I would see cheating and griefing online as behaviors that also work to 'deconstruct' the online space. This is particularly apparent among extremely self-aware groups like those out of 4chan or Something Awful. Their griefing if Anshe Chung in SL, for example, seems to point out the absurdity of making a fortune on virtual property. It refuses to take SL seriously. Similarly, goons in EVE routinely refer to the game as 'Internet spaceships' and claim to be playing not EVE but 'Something Awful'. These behaviors, like using no_clip to fly around a level of Deus Ex, seek to look at a game from outside.

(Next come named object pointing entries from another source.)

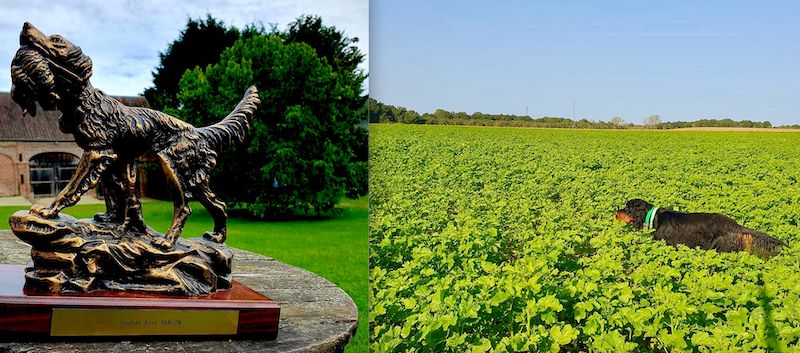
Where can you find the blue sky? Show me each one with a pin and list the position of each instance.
(123, 38)
(682, 60)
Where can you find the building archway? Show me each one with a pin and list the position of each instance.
(8, 177)
(50, 172)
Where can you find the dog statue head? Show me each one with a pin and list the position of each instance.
(45, 69)
(634, 212)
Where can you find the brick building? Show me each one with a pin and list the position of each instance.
(36, 158)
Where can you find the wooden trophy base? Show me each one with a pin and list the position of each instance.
(238, 313)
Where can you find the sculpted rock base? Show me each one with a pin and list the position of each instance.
(71, 255)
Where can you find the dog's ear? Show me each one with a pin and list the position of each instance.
(24, 99)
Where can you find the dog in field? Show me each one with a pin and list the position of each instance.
(55, 73)
(704, 230)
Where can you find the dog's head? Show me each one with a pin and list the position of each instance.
(634, 212)
(45, 69)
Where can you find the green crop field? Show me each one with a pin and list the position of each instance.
(504, 240)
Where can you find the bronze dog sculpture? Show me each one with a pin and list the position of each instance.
(55, 73)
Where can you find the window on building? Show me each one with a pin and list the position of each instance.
(50, 172)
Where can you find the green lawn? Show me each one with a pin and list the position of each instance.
(334, 248)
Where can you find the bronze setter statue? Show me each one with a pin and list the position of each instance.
(54, 72)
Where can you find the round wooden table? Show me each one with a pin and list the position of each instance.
(316, 315)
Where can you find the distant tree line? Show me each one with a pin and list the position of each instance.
(385, 113)
(714, 123)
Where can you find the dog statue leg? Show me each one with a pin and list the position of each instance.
(181, 212)
(114, 195)
(217, 210)
(133, 204)
(90, 168)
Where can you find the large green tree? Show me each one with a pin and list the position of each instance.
(301, 152)
(199, 44)
(342, 54)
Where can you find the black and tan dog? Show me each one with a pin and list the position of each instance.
(704, 230)
(54, 72)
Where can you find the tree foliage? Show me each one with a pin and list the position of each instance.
(300, 153)
(199, 44)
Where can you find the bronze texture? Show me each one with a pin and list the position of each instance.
(55, 73)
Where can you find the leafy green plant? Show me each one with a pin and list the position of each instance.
(504, 240)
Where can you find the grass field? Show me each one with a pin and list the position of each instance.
(334, 248)
(504, 240)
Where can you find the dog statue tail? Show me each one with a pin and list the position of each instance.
(752, 241)
(233, 128)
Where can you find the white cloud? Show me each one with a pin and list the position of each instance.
(123, 38)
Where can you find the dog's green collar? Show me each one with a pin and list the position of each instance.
(650, 219)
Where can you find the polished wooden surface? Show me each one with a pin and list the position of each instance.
(27, 315)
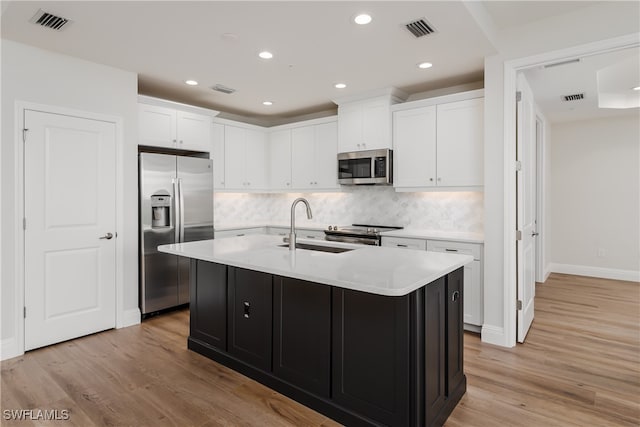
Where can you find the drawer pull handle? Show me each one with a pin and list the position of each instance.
(455, 295)
(247, 309)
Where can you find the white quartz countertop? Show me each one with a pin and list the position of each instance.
(411, 233)
(450, 236)
(373, 269)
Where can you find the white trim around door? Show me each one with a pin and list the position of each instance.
(511, 67)
(15, 346)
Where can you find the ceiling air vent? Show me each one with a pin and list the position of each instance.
(574, 97)
(223, 89)
(420, 28)
(48, 20)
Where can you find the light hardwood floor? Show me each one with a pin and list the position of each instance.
(580, 366)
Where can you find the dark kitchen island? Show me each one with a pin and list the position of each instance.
(369, 336)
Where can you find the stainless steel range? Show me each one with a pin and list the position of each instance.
(357, 233)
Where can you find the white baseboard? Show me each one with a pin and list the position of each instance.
(600, 272)
(494, 335)
(9, 349)
(129, 318)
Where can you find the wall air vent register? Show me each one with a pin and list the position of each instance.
(48, 20)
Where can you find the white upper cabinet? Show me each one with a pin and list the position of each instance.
(314, 157)
(217, 155)
(280, 159)
(460, 143)
(245, 159)
(414, 147)
(365, 124)
(172, 125)
(439, 145)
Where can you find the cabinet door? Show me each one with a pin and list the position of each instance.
(256, 159)
(376, 125)
(208, 313)
(370, 355)
(280, 160)
(460, 134)
(249, 306)
(473, 313)
(414, 147)
(193, 131)
(303, 157)
(156, 126)
(435, 346)
(350, 127)
(234, 158)
(217, 155)
(326, 155)
(455, 333)
(302, 334)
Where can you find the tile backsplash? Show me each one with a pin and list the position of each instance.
(378, 205)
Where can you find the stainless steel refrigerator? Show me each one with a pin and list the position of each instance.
(176, 205)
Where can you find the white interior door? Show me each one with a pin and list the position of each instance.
(69, 205)
(525, 216)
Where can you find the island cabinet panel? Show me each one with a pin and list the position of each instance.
(250, 316)
(435, 354)
(302, 334)
(208, 308)
(455, 338)
(371, 355)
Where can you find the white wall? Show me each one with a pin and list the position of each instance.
(595, 197)
(38, 76)
(529, 43)
(446, 211)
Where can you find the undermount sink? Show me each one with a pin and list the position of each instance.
(320, 248)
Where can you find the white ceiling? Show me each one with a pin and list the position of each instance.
(315, 45)
(549, 85)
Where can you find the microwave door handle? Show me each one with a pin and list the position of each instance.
(174, 216)
(181, 200)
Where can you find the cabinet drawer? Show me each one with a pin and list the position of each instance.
(455, 247)
(402, 242)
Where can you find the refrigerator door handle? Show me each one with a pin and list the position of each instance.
(181, 210)
(176, 210)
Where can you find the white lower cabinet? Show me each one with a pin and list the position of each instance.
(473, 282)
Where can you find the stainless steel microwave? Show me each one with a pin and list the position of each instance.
(366, 167)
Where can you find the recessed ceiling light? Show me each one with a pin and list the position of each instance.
(362, 19)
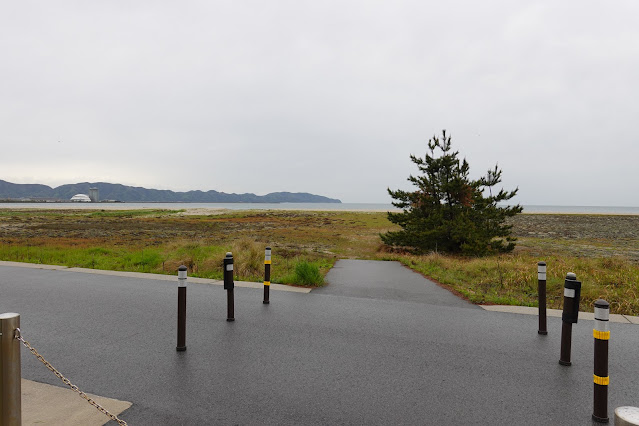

One of the most interesting statements in the article was that 'cheating' "is a more fundamental form of play than playing by the rules", which Kucklich attributes to one of the contributors to his online discussion (357). However, this is not discussed further. One could see this addressed perhaps in Kucklich's assertion that cheating plays with the control inherent in the game - perhaps playing within and against rules is the more fundamental form of play that this unnamed contributor was referring to.
good citations:
Jakobsson, P. and Pargman, D. (2005) ‘Configuring the Player: Subversive Behavior in Project Entropia’, paper presented at the Changing Views, Worlds in Play Conference, Vancouver, BC (Canada), 16–20 June. URL (accessed 9 July 2007): http://www.digra.org/dl/db/06276.20328.pdf
Myers, D. (2005) ‘What’s Good About Bad Play?’, in Y. Pisan (ed.) Proceedings of the Second Australasian Conference on Interactive Entertainment, pp. 133–40. Sydney, Australia: Creativity and Cognition Studios Press. URL (accessed 9 July 2007): http://portal.acm.org/citation.cfm?id=1109201#
Kimppa, K.K. and Bissett, A.K. (2005) ‘The Ethical Significance of Cheating in Online Computer Games’, International Review of Information Ethics 4: 31–8.